ROLNIK - Acho que as minhas prioridades serão África e Ásia, que passam por um processo muito rápido e violento de urbanização. O que nós vivemos na América Latina nos anos 1950, com a migração dos campos para as cidades, os países africanos e asiáticos estão passando agora. Os países daqueles continentes serão a prioridade da relatoria, pois a idéia é tentar evitar que eles cometam os mesmos erros ocorridos na América Latina. Mostraremos a nossa realidade, os resultados da falta de uma política preventiva, para que eles evitem seguir pelo mesmo caminho. Porque no Brasil, só hoje se pensa em política preventiva, nunca se imaginou que nossas cidades se transformariam nessa loucura toda. Minha prioridade será discutir quais as políticas urbanísticas e de acesso ao solo urbano serão possíveis na Ásia e na África para que se evite o caos nas grandes cidades.

aU - Em entrevista para a grande imprensa paulista, a senhora criticou a proliferação de condomínios nas cidades brasileiras.

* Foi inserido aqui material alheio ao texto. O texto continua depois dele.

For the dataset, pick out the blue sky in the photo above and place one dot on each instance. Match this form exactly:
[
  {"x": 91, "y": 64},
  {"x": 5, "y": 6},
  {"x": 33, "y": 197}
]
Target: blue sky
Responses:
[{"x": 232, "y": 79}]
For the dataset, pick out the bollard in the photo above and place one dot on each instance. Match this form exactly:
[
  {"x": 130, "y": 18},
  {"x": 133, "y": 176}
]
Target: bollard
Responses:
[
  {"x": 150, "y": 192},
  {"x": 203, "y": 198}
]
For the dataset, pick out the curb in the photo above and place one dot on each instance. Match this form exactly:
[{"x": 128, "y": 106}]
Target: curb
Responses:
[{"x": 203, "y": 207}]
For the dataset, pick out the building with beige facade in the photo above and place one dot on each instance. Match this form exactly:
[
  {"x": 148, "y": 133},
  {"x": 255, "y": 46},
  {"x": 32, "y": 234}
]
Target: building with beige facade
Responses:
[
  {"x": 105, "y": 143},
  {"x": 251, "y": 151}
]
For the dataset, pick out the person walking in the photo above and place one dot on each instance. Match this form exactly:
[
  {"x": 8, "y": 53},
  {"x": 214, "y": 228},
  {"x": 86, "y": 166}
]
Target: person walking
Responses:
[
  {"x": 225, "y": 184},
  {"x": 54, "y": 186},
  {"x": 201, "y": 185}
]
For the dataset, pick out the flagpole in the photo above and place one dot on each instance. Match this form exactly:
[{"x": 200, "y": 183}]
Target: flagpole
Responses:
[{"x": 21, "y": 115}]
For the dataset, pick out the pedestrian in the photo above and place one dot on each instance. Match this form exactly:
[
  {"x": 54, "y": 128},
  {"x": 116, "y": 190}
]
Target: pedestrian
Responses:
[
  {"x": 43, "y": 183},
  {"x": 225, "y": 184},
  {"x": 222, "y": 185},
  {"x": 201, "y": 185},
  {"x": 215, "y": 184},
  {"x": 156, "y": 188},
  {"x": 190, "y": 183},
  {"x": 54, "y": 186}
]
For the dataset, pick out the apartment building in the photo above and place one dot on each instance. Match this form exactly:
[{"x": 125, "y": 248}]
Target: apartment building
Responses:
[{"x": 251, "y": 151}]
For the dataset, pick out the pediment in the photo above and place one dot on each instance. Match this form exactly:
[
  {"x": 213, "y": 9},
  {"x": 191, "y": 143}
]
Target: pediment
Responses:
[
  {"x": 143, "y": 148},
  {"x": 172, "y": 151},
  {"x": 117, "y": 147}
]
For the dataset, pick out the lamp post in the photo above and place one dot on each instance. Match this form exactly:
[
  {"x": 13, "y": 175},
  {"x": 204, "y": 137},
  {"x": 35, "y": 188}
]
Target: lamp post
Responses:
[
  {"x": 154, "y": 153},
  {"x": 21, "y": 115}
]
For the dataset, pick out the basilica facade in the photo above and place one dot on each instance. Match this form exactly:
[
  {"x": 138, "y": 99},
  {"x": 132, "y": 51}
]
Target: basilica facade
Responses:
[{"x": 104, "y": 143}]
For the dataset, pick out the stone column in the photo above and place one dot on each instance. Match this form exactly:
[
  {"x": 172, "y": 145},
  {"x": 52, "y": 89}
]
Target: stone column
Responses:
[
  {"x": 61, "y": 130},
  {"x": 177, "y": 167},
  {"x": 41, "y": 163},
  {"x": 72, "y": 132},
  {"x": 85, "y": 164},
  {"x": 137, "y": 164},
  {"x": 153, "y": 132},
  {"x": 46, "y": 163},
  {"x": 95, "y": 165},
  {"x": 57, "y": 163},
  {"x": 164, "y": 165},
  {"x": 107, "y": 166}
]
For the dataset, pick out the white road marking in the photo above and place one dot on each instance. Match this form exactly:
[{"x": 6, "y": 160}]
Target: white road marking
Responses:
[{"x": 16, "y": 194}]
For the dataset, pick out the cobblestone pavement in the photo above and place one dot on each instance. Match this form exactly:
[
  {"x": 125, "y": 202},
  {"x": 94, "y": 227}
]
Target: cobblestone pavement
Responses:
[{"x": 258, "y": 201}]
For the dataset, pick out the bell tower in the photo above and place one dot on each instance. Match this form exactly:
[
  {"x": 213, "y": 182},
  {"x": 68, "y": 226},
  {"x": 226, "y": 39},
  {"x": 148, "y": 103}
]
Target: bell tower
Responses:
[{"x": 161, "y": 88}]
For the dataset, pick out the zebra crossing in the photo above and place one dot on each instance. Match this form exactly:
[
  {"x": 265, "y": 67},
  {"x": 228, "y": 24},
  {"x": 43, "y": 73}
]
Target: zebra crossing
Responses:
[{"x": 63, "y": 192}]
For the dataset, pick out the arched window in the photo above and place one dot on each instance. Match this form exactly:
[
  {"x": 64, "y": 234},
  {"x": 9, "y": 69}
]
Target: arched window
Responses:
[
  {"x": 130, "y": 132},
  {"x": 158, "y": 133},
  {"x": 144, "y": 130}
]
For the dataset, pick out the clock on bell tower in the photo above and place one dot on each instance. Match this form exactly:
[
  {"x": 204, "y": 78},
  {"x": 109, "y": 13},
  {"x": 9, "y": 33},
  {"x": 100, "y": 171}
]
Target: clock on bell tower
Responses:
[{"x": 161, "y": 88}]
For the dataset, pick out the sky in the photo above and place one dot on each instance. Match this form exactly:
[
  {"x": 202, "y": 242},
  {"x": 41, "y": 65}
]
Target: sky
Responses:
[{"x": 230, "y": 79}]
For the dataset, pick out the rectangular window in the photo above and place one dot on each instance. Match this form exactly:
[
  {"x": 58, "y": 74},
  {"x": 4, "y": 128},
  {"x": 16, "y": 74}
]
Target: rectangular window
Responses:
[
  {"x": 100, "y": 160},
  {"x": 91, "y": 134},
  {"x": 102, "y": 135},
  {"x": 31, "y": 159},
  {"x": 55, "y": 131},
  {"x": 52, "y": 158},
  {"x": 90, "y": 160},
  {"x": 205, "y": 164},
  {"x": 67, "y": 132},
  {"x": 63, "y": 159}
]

Infelizmente, o problema não é só brasileiro. com o crescimento da violência, esse tipo de moradia é adotado hoje em vários países, tanto da áfrica quanto do oriente médio. isso também será tema de suas preocupações?

ROLNIK - É uma epidemia! Vou entrar com a minha militância anticondomínios! Acho que não poderemos ter direito à moradia se não se fizer cidades mais includentes e coesas. Esse modelo de apartação social, de segregação, todo em gueto, com os ricos fechados em fortaleza fortificada, só tem exacerbado a violência, o mal-estar, o desequilíbrio econômico-social e ambiental de nossa sociedade. Nós vamos ter de aprender a conviver e compartilhar os espaços da cidade. Eu não vejo uma solução que não passe por isso. E acredito que essa é uma utopia possível, a humanidade tem que colocar isso como utopia. Da mesma maneira que se quer colocar como utopia a salvação do planeta de uma ruína ambiental, acho que deveríamos também colocar a utopia de salvar o planeta da ruína sócio-político-territorial para a qual estamos caminhando. Vivemos um momento de crise, e a crise é sempre um excelente momento para se repensar o modelo de civilização.